Didier Raoult a également rejeté la thèse conspirationniste selon laquelle le coronavirus aurait été fabriqué par l’homme, en laboratoire. « L’imagination de la nature pour créer de nouveaux virus à côté de celle dans un laboratoire est incomparable », a-t-il affirmé. Il a notamment insisté sur le fait que, lorsqu’un virus se trouve dans une population restreinte d’un ou deux millions d’animaux, les variabilités qui en sortent sont « absolument colossales » et qu’il est impossible de faire de même « dans un laboratoire. »

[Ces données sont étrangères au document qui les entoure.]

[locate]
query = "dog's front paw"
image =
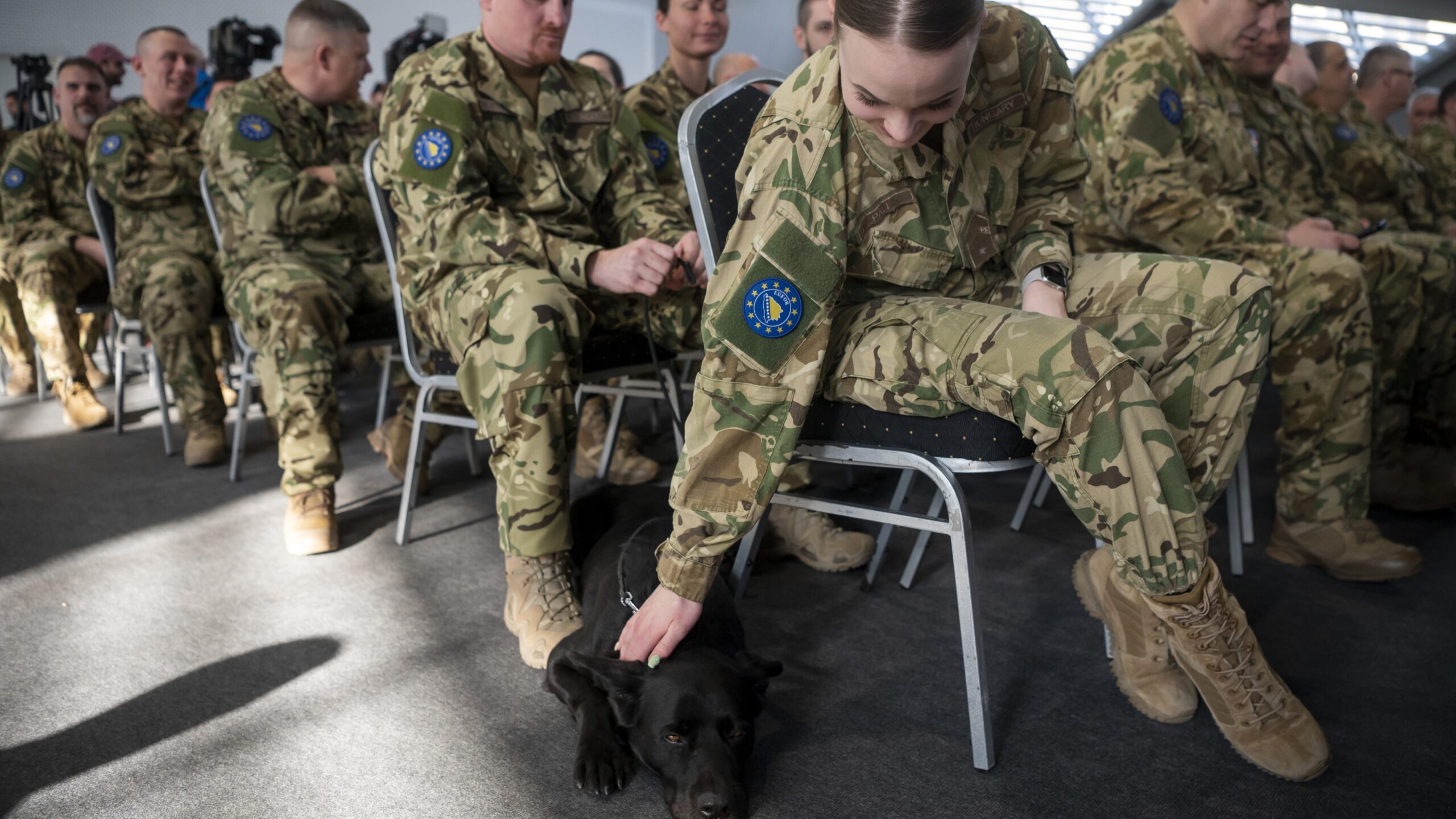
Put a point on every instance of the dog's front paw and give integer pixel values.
(603, 767)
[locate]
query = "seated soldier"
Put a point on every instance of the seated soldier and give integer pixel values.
(1139, 403)
(1410, 276)
(1174, 171)
(146, 158)
(300, 251)
(55, 253)
(528, 218)
(695, 32)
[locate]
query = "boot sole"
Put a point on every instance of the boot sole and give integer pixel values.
(1292, 557)
(1082, 582)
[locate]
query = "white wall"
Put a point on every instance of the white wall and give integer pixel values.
(622, 28)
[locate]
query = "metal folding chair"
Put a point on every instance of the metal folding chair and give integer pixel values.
(711, 142)
(367, 331)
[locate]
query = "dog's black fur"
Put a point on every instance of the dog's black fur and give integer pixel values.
(689, 721)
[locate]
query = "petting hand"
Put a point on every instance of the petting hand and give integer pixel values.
(637, 267)
(659, 626)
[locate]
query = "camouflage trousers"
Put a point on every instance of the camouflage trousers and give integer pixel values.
(293, 309)
(48, 278)
(1429, 382)
(172, 293)
(1139, 403)
(1321, 363)
(518, 334)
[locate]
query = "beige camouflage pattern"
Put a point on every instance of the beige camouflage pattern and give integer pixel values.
(299, 255)
(147, 165)
(1187, 181)
(1138, 404)
(1434, 148)
(43, 193)
(500, 206)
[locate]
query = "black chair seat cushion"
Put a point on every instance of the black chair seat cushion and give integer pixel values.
(970, 435)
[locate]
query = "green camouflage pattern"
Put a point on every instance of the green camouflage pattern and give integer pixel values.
(495, 226)
(1434, 148)
(1187, 181)
(46, 210)
(659, 104)
(299, 255)
(1378, 171)
(147, 167)
(1138, 404)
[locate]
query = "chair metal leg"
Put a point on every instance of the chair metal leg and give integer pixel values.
(159, 381)
(610, 444)
(913, 564)
(471, 455)
(407, 498)
(1033, 483)
(747, 553)
(883, 541)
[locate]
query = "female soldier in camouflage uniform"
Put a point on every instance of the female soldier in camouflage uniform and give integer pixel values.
(900, 242)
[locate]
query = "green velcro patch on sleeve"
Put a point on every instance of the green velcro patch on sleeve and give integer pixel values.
(1153, 129)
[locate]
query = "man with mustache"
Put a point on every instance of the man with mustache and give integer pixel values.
(528, 218)
(1174, 171)
(55, 253)
(1411, 276)
(146, 158)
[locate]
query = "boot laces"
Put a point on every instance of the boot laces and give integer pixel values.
(1212, 623)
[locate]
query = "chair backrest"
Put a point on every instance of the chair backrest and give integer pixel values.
(711, 140)
(388, 235)
(105, 219)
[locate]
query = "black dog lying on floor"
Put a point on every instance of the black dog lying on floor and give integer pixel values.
(689, 721)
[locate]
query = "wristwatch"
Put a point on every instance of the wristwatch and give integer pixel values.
(1053, 274)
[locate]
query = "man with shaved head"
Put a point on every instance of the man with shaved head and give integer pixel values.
(146, 158)
(300, 251)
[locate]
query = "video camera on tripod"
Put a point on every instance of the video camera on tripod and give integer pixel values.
(34, 89)
(233, 47)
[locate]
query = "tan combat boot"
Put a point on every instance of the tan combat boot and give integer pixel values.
(1347, 550)
(1256, 712)
(816, 540)
(1142, 657)
(81, 406)
(628, 467)
(309, 527)
(204, 446)
(541, 610)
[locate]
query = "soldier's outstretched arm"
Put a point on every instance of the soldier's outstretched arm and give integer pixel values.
(1132, 123)
(24, 185)
(129, 175)
(261, 181)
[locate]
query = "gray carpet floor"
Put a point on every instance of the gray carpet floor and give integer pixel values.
(160, 656)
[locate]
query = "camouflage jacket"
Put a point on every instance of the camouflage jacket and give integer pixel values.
(659, 104)
(830, 218)
(44, 188)
(257, 143)
(1374, 167)
(147, 165)
(1173, 164)
(1293, 159)
(1434, 148)
(479, 177)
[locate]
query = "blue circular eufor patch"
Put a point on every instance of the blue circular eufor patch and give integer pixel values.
(1171, 105)
(433, 149)
(657, 151)
(254, 127)
(772, 308)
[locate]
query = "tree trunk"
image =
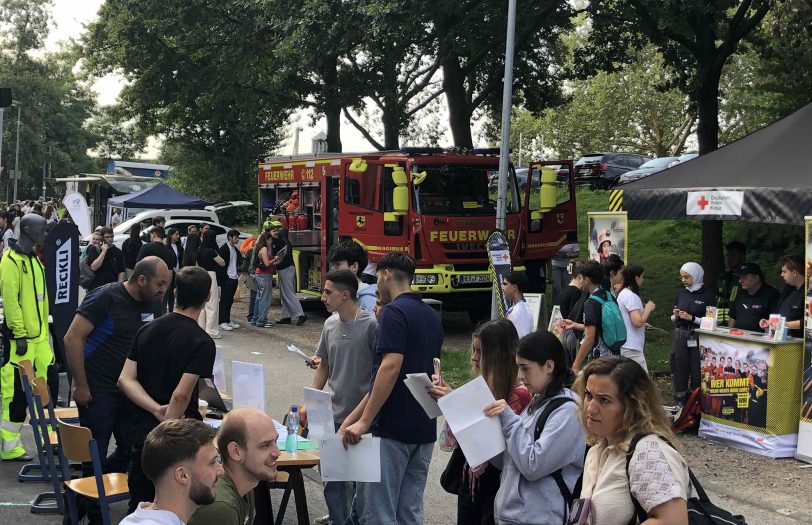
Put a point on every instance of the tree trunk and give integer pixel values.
(459, 111)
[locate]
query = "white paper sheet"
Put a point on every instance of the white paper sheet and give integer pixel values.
(417, 385)
(361, 462)
(295, 349)
(479, 437)
(248, 385)
(219, 369)
(320, 419)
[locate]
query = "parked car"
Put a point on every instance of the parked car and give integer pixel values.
(602, 170)
(649, 167)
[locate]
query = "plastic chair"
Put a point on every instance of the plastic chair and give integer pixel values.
(77, 444)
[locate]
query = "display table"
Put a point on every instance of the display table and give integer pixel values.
(751, 391)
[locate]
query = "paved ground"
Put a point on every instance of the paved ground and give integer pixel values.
(778, 499)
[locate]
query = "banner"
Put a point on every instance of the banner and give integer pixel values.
(750, 393)
(804, 452)
(500, 265)
(608, 234)
(62, 277)
(77, 208)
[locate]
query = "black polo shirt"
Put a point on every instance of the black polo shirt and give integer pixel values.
(749, 309)
(791, 306)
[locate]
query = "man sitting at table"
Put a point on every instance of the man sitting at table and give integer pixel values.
(160, 375)
(247, 444)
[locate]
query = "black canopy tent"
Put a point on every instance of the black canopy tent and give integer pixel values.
(763, 177)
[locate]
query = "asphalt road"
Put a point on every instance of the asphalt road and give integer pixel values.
(285, 375)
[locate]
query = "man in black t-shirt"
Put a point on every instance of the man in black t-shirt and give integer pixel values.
(160, 375)
(106, 261)
(756, 301)
(96, 347)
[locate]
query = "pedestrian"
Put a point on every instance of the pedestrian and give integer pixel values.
(756, 301)
(248, 449)
(160, 375)
(493, 357)
(182, 462)
(106, 261)
(97, 344)
(635, 315)
(176, 250)
(228, 279)
(346, 352)
(592, 344)
(209, 260)
(539, 464)
(620, 403)
(514, 285)
(264, 277)
(690, 305)
(349, 255)
(131, 247)
(560, 263)
(282, 252)
(409, 338)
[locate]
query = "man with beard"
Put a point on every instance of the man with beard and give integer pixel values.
(96, 344)
(160, 375)
(181, 460)
(247, 444)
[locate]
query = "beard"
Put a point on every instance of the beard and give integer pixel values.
(201, 494)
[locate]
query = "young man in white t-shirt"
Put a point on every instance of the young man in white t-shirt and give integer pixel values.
(635, 315)
(514, 285)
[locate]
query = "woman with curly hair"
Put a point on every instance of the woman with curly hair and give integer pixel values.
(619, 404)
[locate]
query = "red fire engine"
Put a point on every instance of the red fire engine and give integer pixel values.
(436, 205)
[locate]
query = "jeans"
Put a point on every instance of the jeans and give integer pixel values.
(398, 498)
(264, 294)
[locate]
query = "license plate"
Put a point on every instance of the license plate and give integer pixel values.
(470, 279)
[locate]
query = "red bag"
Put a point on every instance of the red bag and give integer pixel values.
(688, 417)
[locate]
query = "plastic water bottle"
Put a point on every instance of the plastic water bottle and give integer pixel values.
(292, 442)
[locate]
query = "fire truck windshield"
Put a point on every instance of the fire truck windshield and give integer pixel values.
(450, 189)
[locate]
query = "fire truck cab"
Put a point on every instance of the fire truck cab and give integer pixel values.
(434, 204)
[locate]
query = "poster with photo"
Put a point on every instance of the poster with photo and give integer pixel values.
(608, 234)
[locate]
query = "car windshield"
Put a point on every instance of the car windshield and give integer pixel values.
(450, 189)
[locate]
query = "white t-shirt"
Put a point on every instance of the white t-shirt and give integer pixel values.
(144, 515)
(628, 301)
(519, 314)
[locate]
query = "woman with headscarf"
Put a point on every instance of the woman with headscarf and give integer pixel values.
(689, 309)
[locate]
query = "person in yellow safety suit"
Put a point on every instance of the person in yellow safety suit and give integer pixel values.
(25, 305)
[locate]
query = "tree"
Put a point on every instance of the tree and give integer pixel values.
(696, 39)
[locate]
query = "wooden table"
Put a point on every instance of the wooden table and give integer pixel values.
(292, 463)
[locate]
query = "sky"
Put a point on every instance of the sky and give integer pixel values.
(69, 18)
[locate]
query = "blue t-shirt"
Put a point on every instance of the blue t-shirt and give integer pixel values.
(411, 328)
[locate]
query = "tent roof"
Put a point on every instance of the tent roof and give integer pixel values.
(762, 177)
(159, 196)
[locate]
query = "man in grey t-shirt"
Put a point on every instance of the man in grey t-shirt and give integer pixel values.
(346, 352)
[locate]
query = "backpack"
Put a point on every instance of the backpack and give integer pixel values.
(701, 511)
(558, 476)
(689, 415)
(613, 329)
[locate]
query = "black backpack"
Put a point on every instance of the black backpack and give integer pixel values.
(701, 511)
(558, 476)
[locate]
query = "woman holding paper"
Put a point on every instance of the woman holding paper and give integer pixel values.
(492, 347)
(542, 458)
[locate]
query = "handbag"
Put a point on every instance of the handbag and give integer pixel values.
(451, 477)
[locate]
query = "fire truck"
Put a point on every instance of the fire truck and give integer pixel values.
(437, 205)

Rappelons au passage que début février 2021, la Chine a laissé les experts de l’Organisation mondiale de la Santé se rendre à Wuhan pour enquêter, à l’Institut de virologie de la ville, sur l’origine du coronavirus. Une attitude similaire de la part des Etats-Unis est souhaitable, quant à l’ouverture d’une enquête de même nature dans son laboratoire de Fort Detrick…
Pour réfuter la thèse du complot, Didier Raoult a notamment cité l’exemple de celle qui avait été avancée en 2003 par les Etats-Unis, accusant l’Irak de posséder des armes de destruction massive, et qui, finalement, s’est révélée totalement fausse. « Lorsque j’étais au ministère de la Santé, je me suis fait raconter des histoires sur le bioterrorisme, qui est devenu un “argument – charbon” pour envahir l’Irak, prétendant que (le pays) était plein de bacilles du charbon et que c’était lui (ndrl : l’Irak) qui avait envoyé ça », s’est souvenu le spécialiste. Avant d’ajouter : « Je me méfie beaucoup des informations qui circulent comme ça. »
Pour rappel, l’agence centrale de renseignement des Etats-Unis (CIA) a fini par admettre son incapacité à trouver la moindre trace d’armes de destruction irakiennes. Et, en 2006, un rapport du Sénat américain a officiellement révélé que l’Irak n’en disposait pas. L’Histoire retiendra que le 10 mars 2003, Jacques Chirac, alors président de la République française, annonçait solennellement qu’il opposerait son veto à toute résolution de l’ONU autorisant la guerre contre l’Irak. L’Allemagne a également refusé de s’aligner sur la position américaine. La France et l’Allemagne ont ainsi évité une erreur historique…
3. Pourquoi deux présidents américains s’en sont mêlés ?
Le débat sur l’origine du Covid-19 est une affaire très sérieuse, avec des enjeux considérables portant sur la santé humaine et donc sur l’avenir de l’humanité. Rechercher l’origine de la pandémie demeure un processus très complexe nécessitant des collaborations entre les scientifiques du monde entier. En clair, c’est une affaire qui, pour aboutir à des résultats objectifs et impartiaux, doit être menée par la communauté scientifique.
Mais le plus étrange c’est que, dès le départ, des politiques de haut niveau dont en particulier Donald Trump s’en soient mêlés. Lorsqu’il était encore au pouvoir, Donald Trump avait alimenté l’hypothèse d’une fuite du virus du laboratoire chinois. Fin mai 2021, son successeur Joe Biden a appelé à « redoubler d’efforts » pour expliquer l’origine du Covid-19, dénonçant le manque de transparence de la part de Pékin. Cependant, ni l’un ni l’autre n’ont jusqu’à présent fourni de preuves tangibles pour étayer leurs accusations. Est-ce sérieux ? Surtout, les hommes politiques – fussent-ils les présidents américains – doivent laisser les scientifiques faire leur travail selon les lois scientifiques, sans pression politique d’aucune sorte. En d’autres termes, le débat sur l’origine du Covid-19 doit rester sur le terrain strictement scientifique.